Walking through the fermentation room, you’ll notice 6 wooden wash backs, all capable of holding 54,000 liters of wort. Fermentation time at Mortlach is roughly 60 hours – just long enough to reach that secondary fermentation stage, but not quite as long as it takes to get a very fruity, ester-y wash. What happens next with that wash, is unlike at any other distillery you’ll ever visit.
The Mortlach still house is truly something to behold. I’ve seen distilleries where two of the wash stills aren’t quite similar (Strathisla comes to mind), or where the spirit stills aren’t exact replicas of one another. However, Mortlach takes it to the next level. Each and every copper pot still is completely unique, coming in its own shape and size, complete with the variety of worm tubs that sit outside the still room.
You might’ve heard before of Mortlach’s 2.81 distillation. Donald explained us how the process worked while we were standing there looking at all of the stills, and I could still not completely grasp it. I wasn’t the only one either. Instead of frantically taking notes, I just tried to take it in. What I ended up doing though, was googling the 2.81 distillation regime after the fact.
Here’s the exact explanation on Scotchwhisky.com, but in a nut shell it goes something like this. The Mortlach spirit is partly double (malty, bready notes), partly triple (fruity, rich) and partly quadruple (spicy) distilled. Combine these three spirits, and it equals out to 2.81 times distilled.
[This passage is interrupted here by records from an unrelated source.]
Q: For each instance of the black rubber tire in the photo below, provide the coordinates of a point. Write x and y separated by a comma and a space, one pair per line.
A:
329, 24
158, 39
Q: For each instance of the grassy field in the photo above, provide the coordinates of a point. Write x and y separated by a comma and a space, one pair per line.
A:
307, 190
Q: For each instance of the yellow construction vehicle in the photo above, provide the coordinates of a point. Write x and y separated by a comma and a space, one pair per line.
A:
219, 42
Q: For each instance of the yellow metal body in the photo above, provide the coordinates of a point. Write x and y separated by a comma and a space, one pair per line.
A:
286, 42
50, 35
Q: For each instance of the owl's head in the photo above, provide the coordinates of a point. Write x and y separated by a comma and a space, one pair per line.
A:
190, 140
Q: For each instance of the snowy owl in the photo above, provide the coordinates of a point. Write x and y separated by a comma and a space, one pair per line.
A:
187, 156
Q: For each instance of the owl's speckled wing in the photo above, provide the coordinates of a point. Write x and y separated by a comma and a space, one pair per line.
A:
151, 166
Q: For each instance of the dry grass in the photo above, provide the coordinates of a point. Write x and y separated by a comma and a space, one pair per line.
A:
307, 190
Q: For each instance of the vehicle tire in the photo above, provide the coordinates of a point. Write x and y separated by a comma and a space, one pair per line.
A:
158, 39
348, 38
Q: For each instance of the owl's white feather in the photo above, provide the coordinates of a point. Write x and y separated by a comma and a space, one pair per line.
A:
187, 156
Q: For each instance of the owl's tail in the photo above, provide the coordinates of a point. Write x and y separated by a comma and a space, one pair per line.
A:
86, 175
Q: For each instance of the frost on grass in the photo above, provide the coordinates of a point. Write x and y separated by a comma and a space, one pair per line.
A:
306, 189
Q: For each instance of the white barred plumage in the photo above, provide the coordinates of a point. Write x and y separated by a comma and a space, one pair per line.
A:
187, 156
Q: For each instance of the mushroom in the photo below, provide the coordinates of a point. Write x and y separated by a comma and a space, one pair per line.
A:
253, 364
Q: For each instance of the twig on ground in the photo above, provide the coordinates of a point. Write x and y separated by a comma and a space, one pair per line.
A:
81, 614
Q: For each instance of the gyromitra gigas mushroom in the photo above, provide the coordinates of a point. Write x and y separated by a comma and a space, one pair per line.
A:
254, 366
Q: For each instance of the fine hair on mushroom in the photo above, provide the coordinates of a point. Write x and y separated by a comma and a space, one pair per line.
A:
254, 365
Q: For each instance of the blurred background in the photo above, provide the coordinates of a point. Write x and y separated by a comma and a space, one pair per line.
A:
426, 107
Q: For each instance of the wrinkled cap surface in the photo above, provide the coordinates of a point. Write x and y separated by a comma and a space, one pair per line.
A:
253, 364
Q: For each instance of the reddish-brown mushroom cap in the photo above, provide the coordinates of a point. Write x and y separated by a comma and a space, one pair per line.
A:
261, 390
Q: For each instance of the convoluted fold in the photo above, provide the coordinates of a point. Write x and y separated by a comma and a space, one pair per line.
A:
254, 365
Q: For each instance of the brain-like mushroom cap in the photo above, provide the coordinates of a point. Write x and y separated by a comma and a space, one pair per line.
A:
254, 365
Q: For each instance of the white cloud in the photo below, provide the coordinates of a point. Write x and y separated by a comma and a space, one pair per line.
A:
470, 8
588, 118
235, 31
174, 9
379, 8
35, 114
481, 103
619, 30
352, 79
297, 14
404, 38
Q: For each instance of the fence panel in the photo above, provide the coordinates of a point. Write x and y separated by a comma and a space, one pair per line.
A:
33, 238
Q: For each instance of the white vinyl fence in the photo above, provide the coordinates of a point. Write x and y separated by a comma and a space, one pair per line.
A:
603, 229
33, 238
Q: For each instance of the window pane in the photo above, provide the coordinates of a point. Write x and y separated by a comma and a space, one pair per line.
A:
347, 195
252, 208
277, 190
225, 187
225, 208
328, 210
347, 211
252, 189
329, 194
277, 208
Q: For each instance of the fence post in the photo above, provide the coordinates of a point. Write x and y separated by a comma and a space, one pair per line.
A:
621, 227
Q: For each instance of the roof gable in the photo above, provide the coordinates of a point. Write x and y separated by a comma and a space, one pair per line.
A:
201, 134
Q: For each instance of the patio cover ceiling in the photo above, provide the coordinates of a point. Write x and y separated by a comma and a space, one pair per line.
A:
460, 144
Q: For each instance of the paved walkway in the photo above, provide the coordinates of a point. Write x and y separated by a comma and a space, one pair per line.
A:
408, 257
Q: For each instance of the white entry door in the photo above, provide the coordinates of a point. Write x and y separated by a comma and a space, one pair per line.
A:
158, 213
This, obviously, is extremely simplified, and I encourage you to read the article I linked to.
After our higher education in distillation, we went into the warehouse, where the cask of the hand-fill exclusive for Spirit of Speyside was kept, next to an assortiment of Mortlach casks and others from the Diageo family. The Festival exclusive had matured in a bodega cask. We were offered a wee sip of the whisky, and I can’t say I was completely convinced, but on the other hand, 1 centiliter of whisky is extremely little to judge a whisky on.
Either way, touring Mortlach was a joy, and I’ll be on the lookout for a larger sample of the hand-fill so that I can write some proper notes. I will have reviews of all the new Mortlach expressions for you this week, including the Travel Retail Exclusive.